Quarantine can be lonely, but your friends are only a click away.

Zoom is an application as well as an online service for video conferencing, including a chat window, screen sharing and presentations. From classes, work or club meetings, to job interviews and virtual time with friends, the Zoom app is one of frequent use. Basic users are usually constrained to a 40-minute time limit on meetings with more than two people, but now, there is unlimited time for collaboration. In addition, Zoom is also offering informational and tutorial-like sessions in order for educators, students and any other professionals to learn Zoom easily.

Looking to spice up your LinkedIn?

LinkedIn Learning is an online extension through LinkedIn which offers video courses in different softwares, creativity, business and professional skills. As a SUNY New Paltz student, you have access to this service by simply using your school login. This service allows you to set goals weekly for the amount of time you spend watching videos and gaining knowledge. After completing a course, you are also able to download your LinkedIn Learning certificate. This is especially helpful, as when you create or continue to update your LinkedIn profile, these certificates can be supplemented to help employers find you.

Get motivated and try some of Nike’s free workouts.

The Nike Training Club’s (NTC) app was made to help its members to reach their fitness goals. The premium workouts include bodyweight-only circuits, yoga/meditation classes, training programs and full-equipment workouts, all with different intensities for every fitness level. Nike usually charges $14.99 a month for its Training Club Premium Workouts, but now they’re free. The Swoosh says it wants everyone to be “playing as one team,” and their way of doing so is suspending premium membership fees.

The media wants you to stay informed. 

While COVID-19 wreaks havoc over the globe, people always need to stay informed. Usually, paywalls keep curious people at bay, allowing only a few articles before payment is necessary. In light of the pandemic, many news organizations are taking a different route. The Wall Street Journal has offered 50% off of their one year subscription for full access, but has features for Coronavirus coverage that are free– live updates, symptoms to look for, tech tips and more. The New York Times follows suit with free access to crucial and important stories on COVID-19, but a subscription is still required to see all articles. The Washington Post and The Los Angeles Times will continue to provide daily live updates and how to handle the pandemic for free.

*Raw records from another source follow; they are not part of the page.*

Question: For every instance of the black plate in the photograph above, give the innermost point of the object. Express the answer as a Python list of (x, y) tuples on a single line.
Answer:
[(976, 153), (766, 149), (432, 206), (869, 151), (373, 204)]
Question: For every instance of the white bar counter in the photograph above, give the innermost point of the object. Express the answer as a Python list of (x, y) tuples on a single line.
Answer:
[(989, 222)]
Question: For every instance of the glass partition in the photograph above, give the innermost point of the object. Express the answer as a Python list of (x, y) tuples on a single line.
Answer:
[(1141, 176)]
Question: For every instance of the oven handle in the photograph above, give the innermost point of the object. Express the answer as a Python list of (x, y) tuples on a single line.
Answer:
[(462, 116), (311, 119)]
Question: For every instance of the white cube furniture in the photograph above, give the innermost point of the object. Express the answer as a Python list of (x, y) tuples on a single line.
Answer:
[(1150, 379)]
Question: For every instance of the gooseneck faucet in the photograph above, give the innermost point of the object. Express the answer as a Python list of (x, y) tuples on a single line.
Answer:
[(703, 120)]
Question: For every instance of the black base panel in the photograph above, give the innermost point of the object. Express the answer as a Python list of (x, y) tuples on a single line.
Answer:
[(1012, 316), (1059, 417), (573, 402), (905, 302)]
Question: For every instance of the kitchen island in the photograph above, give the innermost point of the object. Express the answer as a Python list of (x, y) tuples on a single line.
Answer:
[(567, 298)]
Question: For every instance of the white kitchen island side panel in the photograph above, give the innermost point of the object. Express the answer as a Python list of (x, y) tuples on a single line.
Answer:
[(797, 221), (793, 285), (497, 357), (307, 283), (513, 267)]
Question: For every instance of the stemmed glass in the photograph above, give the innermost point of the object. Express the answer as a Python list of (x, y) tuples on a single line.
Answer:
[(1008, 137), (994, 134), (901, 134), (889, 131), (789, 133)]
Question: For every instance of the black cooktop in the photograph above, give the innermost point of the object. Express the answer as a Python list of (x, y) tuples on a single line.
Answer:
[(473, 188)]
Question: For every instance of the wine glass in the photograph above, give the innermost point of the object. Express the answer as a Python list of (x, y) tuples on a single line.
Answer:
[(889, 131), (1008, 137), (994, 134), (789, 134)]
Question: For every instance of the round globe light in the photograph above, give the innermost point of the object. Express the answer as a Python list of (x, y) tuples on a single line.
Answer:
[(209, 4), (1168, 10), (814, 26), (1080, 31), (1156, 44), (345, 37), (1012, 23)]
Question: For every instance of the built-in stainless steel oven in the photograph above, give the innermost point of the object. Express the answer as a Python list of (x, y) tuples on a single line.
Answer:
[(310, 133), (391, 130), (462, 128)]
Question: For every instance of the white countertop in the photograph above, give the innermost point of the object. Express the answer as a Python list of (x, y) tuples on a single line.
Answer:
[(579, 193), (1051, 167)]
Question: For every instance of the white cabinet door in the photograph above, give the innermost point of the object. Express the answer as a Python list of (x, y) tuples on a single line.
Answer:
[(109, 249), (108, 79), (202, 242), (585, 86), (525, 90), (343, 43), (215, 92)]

Your favorite bookstore is closed; what can you do?

On March 22, Apple began to allow users access to an entire list of titles on Apple Books for free, calling it their “‘stay at home’ collection. These titles range from mystery, romance and sci-fi to children’s stories, with audiobooks also available. Bradley Chambers, an editor at 9to5mac says that many of the texts are also a part of a larger series, allowing Apple Books’ users to get a feel for a plotline before purchasing it.

Influencers aren’t the only ones who can have a nice Instagram.

The Know-How Series from Frolic is now introducing their Instagram building and creative writing classes for free. The Instagram brand lesson is usually priced at $14.99, but now that this video series is free, it is a good opportunity to improve your social media presence. This lesson features top authors and influencers to help you create your perfect profile which mirrors your personal identity. The creative writing courses are on the more expensive side, $29.99 for the nine-video package, but this is the perfect opportunity to brush up on your writing skills. Specifically, this lesson package is perfect for anyone sitting down to write the novel during quarantine they’ve been putting off for weeks – authors and teachers show you the best way to “attack a blank page, set goals and get it done.” 

Hopefully, you can forget your TikTok “for you” page and try out some new options to fill the time— and well, grow your brain (remember –it’s free!).